Intended to be used as a server-client model. The SamEncoder.kt interface is intended to query image embeddings from a Triton server using gRPC.
The returned embedding are then provide to a SamDecoder.kt along with a prompt to run the decoding locally.
The usecase is to offload the slower/more expensive image embedding to a server, while running the decoder locally to allow for real-time prompt refinement.
The encoder models are dependent on what the triton server endpoint supports. However, the decoder models
must align with the encoder models. Below is the current list of supported decoders provided, and the matched encoder
models. All decoder models are onnx models.
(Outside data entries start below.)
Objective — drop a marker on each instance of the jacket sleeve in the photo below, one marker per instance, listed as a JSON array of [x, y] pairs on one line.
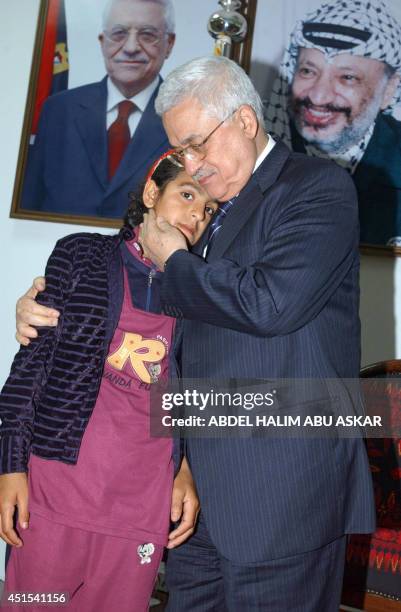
[[21, 392], [305, 257], [33, 189]]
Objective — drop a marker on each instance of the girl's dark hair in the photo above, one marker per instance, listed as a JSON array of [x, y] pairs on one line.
[[165, 172]]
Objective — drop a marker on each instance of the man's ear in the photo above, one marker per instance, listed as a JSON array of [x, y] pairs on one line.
[[150, 194], [389, 91], [248, 121]]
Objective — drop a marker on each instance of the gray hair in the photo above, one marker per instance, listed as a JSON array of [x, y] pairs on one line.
[[167, 6], [218, 83]]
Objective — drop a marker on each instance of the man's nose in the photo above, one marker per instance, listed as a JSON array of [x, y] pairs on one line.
[[131, 44], [323, 91]]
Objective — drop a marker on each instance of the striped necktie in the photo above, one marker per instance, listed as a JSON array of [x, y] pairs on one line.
[[216, 224]]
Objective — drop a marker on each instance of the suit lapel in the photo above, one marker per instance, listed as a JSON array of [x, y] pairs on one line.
[[91, 122], [148, 139], [249, 199]]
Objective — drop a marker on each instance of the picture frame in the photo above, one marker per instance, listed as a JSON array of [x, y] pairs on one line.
[[81, 59]]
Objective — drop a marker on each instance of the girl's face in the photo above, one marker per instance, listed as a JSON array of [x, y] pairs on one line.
[[183, 203]]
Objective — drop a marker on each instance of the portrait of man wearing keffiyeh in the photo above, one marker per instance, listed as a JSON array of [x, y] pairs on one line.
[[338, 86]]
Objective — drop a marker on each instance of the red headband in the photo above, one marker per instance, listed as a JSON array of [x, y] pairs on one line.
[[158, 161]]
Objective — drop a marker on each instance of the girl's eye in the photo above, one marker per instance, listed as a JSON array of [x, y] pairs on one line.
[[188, 196]]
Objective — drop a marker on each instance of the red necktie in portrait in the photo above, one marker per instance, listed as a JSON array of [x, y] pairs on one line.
[[119, 135]]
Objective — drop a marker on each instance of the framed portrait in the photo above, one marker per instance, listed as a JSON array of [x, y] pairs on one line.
[[329, 76], [68, 170]]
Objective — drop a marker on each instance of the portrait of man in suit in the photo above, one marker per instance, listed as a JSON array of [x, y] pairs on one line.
[[270, 292], [335, 97], [96, 141]]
The sam_vit_h_4b8983 model is supported by Sam1Decoder.kt.
The sam2.1_hiera_large_decoder model is supported by Sam2Decoder.kt.
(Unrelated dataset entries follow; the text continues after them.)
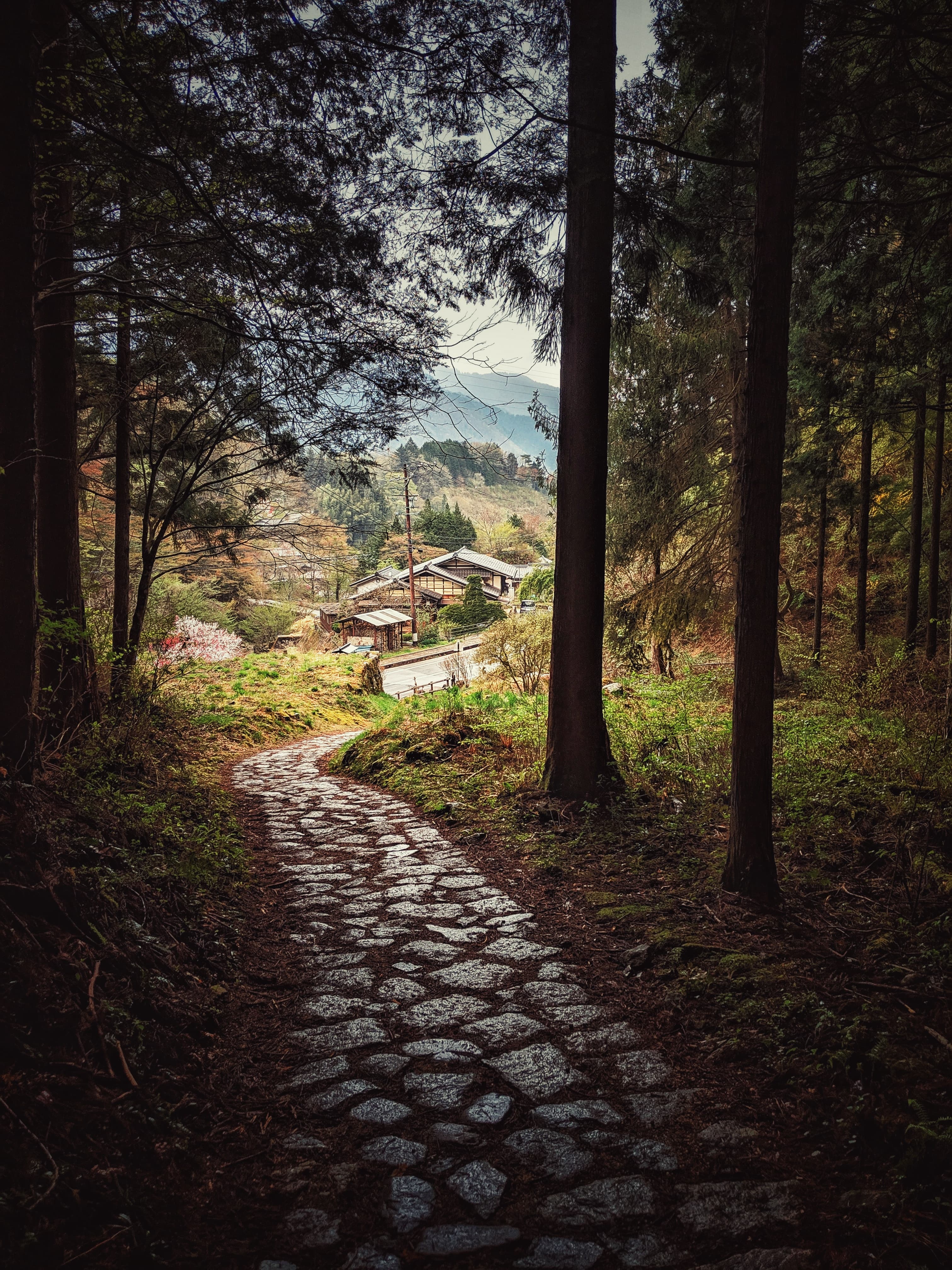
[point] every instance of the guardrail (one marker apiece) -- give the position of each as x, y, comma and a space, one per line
419, 691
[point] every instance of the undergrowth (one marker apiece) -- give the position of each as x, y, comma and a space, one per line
121, 869
843, 1003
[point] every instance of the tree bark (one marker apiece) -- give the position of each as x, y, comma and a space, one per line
820, 568
751, 868
18, 444
124, 465
916, 525
577, 750
932, 630
66, 672
864, 548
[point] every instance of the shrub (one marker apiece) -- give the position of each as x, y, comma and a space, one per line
539, 583
193, 641
522, 647
475, 610
266, 623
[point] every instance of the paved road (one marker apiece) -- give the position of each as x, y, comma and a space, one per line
431, 673
459, 1081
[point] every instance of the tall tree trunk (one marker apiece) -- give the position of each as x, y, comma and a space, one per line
932, 630
657, 657
916, 526
18, 444
738, 370
751, 868
865, 491
820, 568
124, 465
139, 613
65, 663
577, 750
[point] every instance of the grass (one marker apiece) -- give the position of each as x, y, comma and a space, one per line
275, 696
840, 1004
124, 876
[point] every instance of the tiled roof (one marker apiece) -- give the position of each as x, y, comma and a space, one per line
517, 572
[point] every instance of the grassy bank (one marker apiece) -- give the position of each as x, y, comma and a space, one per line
122, 878
841, 1005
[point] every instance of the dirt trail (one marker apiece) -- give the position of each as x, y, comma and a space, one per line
465, 1088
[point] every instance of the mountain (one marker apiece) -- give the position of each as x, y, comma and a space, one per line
489, 408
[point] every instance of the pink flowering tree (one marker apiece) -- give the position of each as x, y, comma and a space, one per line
193, 641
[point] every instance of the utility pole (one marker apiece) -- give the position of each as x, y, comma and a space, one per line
414, 638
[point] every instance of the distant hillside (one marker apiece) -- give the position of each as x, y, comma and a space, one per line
490, 408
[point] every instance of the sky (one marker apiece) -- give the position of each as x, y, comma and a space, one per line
484, 340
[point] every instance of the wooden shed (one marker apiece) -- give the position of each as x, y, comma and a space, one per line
385, 626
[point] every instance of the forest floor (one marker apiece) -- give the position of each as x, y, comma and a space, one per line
818, 1037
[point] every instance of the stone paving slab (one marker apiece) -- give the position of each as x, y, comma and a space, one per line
466, 1098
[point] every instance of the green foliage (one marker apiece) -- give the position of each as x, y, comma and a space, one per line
462, 460
522, 647
539, 583
264, 623
172, 599
445, 529
473, 611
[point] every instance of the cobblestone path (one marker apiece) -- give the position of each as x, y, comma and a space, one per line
471, 1104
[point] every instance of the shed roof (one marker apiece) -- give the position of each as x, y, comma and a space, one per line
380, 618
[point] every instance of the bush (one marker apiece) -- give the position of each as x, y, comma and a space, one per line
173, 599
475, 610
522, 647
539, 583
266, 623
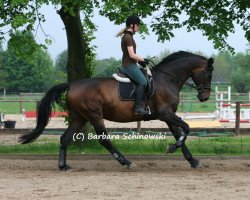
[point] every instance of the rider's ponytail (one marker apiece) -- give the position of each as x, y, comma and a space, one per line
121, 32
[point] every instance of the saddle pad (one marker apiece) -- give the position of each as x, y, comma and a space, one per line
126, 91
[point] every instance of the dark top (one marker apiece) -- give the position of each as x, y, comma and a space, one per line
127, 40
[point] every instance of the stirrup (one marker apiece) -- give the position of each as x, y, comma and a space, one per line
142, 111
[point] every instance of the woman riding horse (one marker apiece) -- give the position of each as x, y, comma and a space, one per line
96, 99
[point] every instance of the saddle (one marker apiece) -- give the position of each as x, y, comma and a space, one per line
127, 87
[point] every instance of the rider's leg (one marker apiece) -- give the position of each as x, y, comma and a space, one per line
135, 73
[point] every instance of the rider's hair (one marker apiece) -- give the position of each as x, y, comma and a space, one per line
130, 20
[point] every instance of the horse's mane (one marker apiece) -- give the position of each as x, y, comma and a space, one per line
176, 56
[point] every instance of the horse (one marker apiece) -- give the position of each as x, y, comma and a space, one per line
96, 99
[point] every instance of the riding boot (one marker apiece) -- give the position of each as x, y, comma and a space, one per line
139, 110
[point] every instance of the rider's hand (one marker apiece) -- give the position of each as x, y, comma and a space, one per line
142, 63
146, 61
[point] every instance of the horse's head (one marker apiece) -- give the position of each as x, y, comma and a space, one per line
202, 78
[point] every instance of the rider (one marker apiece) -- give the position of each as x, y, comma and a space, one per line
130, 60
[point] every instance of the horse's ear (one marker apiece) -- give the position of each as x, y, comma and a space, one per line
210, 63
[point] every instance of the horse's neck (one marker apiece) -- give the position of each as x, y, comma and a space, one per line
175, 75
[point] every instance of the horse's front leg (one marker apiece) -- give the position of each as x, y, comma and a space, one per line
185, 151
173, 120
102, 133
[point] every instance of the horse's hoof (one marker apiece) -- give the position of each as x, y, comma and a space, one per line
131, 166
195, 164
64, 168
171, 148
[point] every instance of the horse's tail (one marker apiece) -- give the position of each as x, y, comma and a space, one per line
44, 110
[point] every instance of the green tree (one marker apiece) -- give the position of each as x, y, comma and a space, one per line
61, 67
214, 18
32, 75
106, 67
61, 62
222, 68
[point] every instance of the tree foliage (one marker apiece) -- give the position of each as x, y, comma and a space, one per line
215, 18
33, 75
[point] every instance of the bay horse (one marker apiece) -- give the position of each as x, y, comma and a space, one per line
96, 99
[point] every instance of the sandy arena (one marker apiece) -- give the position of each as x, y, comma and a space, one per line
37, 177
102, 178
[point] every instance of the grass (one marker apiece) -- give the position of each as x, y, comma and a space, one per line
224, 145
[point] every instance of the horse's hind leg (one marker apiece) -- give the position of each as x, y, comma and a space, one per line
102, 133
74, 127
186, 153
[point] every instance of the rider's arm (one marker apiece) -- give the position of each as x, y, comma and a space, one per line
133, 55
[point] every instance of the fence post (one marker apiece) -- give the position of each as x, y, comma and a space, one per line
21, 103
139, 127
237, 118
Currently only the SAM 3 tracker model is supported. An fp16 variant is provided as sam3_tracker_fp16_decoder and
supported by Sam3Decoder.kt.
See licenses_readme.md for license information on the provided models.
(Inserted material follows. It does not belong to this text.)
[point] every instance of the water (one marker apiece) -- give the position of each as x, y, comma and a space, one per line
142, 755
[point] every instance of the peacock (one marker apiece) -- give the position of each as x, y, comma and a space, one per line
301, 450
Encode against a Triton server, decode locally, threshold the logits at 0, and write the binary
mask to disk:
/* Any BufferedImage will do */
val image = ImageIO.read(File("input.png"))
/* Point the encoder to the server */
val encoder = Sam2TritonEncoder(
host = "triton.local",
port = 8001,
model = "sam2.1_hiera_large_encoder"
)
val decoder = Sam2Decoder(DecoderModel.SAM2.load())
encoder.use { enc ->
decoder.use { dec ->
runBlocking {
enc.encode(image).use { embedding ->
/* Adds a FOREGROUND point at the center of the image. */
val prompt = SamPrompt().addPoint(
image.width / 2f,
image.height / 2f,
SamPointLabel.FOREGROUND,
)
val result = dec.decode(embedding, prompt)
val mask = result.bestMask
val size = result.maskSize
val out = BufferedImage(size, size, BufferedImage.TYPE_BYTE_GRAY)
val pixels = (out.raster.dataBuffer as DataBufferByte).data
/* threshold the mask */
for (i in mask.indices)
pixels[i] = if (mask[i] > 0f) 255.toByte() else 0
ImageIO.write(out, "png", File("mask.png"))
}
}
}
}